Mortal Kombat X is the tenth in the long-running series, which began the same year the Conservatives last won an outright majority… 1992, for those who have been avidly avoiding any news stories containing the words politics, Nicola or opinion poll. It is perhaps hard to imagine now the outcry which greeted the release of the first in the series back then – the violence was such that it led to the creation in the United States of the Entertainment Software Rating Board (ESRB).
These days, such outpourings of shock and dismay at the level of violence found in fighting games like Mortal Kombat are the rarity rather than the norm; barely an eye is batted or horrified gasp is uttered when a new release comes along. Perhaps it is just as well for fans of this series, because Mortal Kombat X appears to be the most brutal instalment yet in the NetherRealm Studio’s franchise. Series creator Ed Boon has said of the violence levels, “We have these meetings and everyone comes up with ideas for Fatalities. The ones where people say ‘there’s no way we can do that’ – they’re the first ones we work on”. This is evidently what fans are looking for because on its release in April 2015, Mortal Kombat X became the fastest selling entry in the series to date.
The plot picks up where Mortal Kombat 9 left off; the timeline of Mortal Kombat means that the latest release actually picks up from Ultimate Mortal Kombat. The action thus takes place in the 25 years that follow Mortal Kombat 9. Klear? Good. Oh, and also bear in mind that the action jumps back and forth; it doesn’t play through in chronological order. This means that a character you meet in one scene may well be dead in ensuing scenes. Given the nature of the game, and given that death is the name of the game, this last fact shouldn’t be too much of a problem.

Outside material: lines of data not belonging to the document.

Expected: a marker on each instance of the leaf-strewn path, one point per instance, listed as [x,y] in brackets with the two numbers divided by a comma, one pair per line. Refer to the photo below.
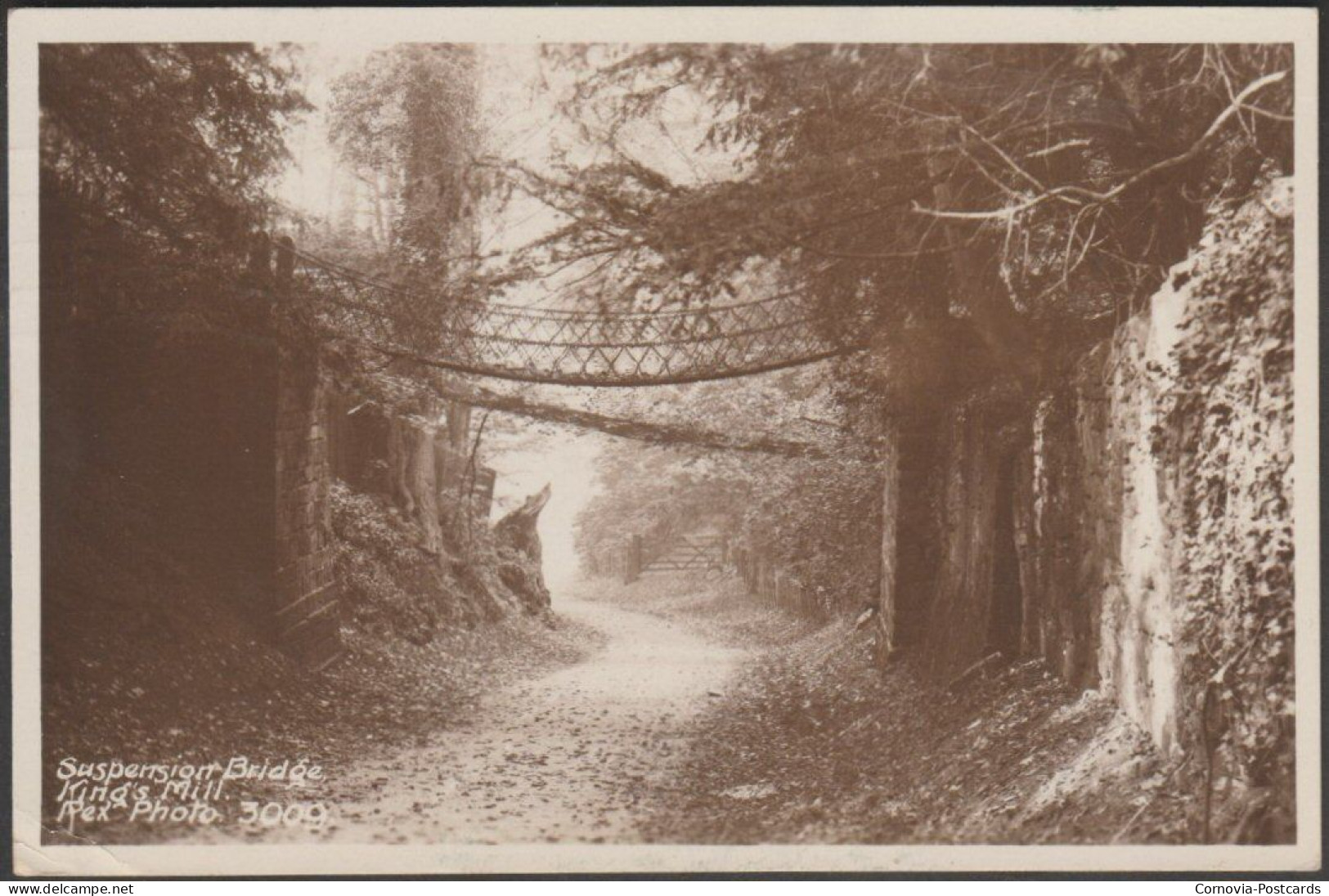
[570,757]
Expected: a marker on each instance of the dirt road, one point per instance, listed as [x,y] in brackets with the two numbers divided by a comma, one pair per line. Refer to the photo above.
[572,757]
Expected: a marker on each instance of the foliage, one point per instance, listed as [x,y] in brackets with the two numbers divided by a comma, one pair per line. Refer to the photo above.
[1025,185]
[814,516]
[174,142]
[404,123]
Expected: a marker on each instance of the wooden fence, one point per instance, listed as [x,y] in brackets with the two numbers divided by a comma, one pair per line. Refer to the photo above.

Kung Lao and Kitana are back, as are Sub-Zero, Scorpion and Quan Chi. This time, however, the creators have introduced the ability to choose from multiple variations of each character; this impacts on both strategy and fighting style. Moreover, more than half of the characters are new additions, so as regards character development and interaction there is likely to be plenty to entice and interest even the most ardent fan.

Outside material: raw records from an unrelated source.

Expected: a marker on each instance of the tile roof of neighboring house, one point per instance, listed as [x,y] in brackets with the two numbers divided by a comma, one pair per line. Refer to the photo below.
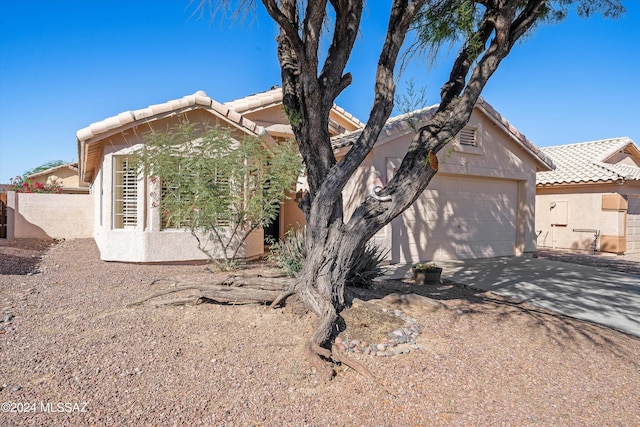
[90,153]
[586,162]
[73,166]
[262,100]
[402,124]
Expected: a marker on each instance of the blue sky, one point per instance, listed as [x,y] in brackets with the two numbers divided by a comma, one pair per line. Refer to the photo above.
[67,64]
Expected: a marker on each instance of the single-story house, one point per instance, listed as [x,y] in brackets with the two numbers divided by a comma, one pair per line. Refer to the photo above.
[591,201]
[481,203]
[67,176]
[127,224]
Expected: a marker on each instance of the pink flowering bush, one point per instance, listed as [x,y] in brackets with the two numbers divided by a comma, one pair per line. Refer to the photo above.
[29,185]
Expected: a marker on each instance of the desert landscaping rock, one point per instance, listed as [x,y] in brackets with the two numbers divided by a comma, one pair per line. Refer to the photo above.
[222,365]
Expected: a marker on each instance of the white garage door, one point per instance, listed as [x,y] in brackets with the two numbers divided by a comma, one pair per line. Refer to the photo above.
[633,225]
[458,218]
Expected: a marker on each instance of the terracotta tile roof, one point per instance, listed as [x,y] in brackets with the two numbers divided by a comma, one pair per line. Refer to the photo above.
[73,166]
[263,100]
[395,126]
[89,147]
[257,101]
[198,99]
[586,162]
[402,124]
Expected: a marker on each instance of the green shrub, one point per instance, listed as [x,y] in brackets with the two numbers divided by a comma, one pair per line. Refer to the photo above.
[367,266]
[289,254]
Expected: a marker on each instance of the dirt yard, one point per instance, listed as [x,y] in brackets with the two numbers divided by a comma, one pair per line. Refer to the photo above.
[73,353]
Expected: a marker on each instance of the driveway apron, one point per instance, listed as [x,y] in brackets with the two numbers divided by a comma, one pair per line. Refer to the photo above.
[594,294]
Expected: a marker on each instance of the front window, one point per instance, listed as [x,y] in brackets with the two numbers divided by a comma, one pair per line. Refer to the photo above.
[125,212]
[181,202]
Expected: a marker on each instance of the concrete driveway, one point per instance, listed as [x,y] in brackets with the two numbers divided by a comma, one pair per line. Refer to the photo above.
[588,293]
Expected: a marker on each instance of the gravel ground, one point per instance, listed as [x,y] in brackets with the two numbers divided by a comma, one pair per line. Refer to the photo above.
[72,353]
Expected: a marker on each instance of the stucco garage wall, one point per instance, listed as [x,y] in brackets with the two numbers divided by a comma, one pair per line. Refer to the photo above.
[49,216]
[480,204]
[560,219]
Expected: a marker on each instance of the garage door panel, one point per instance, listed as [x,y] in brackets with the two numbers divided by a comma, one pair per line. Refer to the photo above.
[476,221]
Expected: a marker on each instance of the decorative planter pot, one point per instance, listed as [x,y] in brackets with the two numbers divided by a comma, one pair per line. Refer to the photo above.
[430,276]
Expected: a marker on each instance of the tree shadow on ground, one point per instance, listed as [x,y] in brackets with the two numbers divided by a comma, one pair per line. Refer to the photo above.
[463,300]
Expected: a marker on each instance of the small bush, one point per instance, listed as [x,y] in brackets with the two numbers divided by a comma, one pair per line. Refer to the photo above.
[290,253]
[367,266]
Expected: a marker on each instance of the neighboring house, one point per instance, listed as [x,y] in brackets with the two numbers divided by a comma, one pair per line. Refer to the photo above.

Other new additions include ‘Towers’ – a set of solo mini-campaigns where players pick a character and tackle a series of enemies of escalating difficulty. There is also the Factions meta-game, where you can pick a side, and your success or failure across all game modes (single-player, online or against friends) will help to determine how your side’s fight for dominance of the three realms actually fares.

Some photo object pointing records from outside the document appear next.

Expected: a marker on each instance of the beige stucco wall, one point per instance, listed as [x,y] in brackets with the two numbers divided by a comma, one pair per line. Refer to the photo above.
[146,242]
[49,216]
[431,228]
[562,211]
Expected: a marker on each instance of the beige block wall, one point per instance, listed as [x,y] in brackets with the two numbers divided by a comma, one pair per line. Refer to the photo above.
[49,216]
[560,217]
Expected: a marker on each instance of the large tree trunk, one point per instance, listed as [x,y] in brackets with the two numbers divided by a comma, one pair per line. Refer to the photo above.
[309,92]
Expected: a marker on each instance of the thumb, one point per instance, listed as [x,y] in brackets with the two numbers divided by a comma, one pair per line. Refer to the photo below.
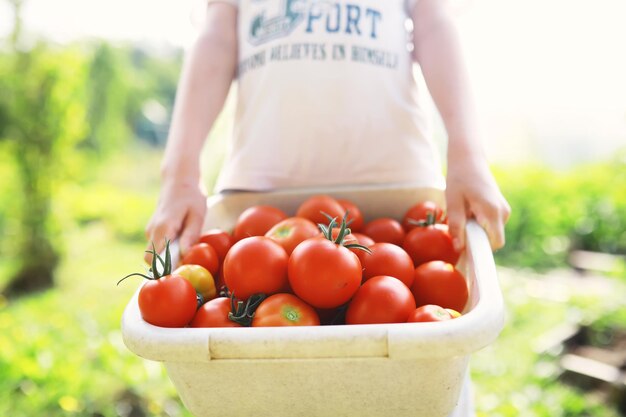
[191,231]
[457,217]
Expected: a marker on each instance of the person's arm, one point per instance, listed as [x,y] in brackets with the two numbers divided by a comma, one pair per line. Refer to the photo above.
[471,190]
[207,74]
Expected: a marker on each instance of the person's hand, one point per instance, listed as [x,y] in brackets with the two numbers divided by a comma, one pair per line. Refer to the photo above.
[179,214]
[472,192]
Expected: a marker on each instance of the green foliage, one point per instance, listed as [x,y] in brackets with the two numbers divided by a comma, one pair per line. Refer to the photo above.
[515,376]
[555,212]
[106,102]
[44,120]
[63,112]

Since its release around a month ago, Mortal Kombat X has been well received. There is greater depth in this version, the added brutality has generally gone down well (I am not here to judge), and the clever addition of character variation could well become an expected addition to fighting games of the future. It is unclear where the franchise could go after this latest release, but perhaps that is ok, as Mortal Kombat X appears to offer the Komplete grisly, violent, brutal, bloodthirsty package.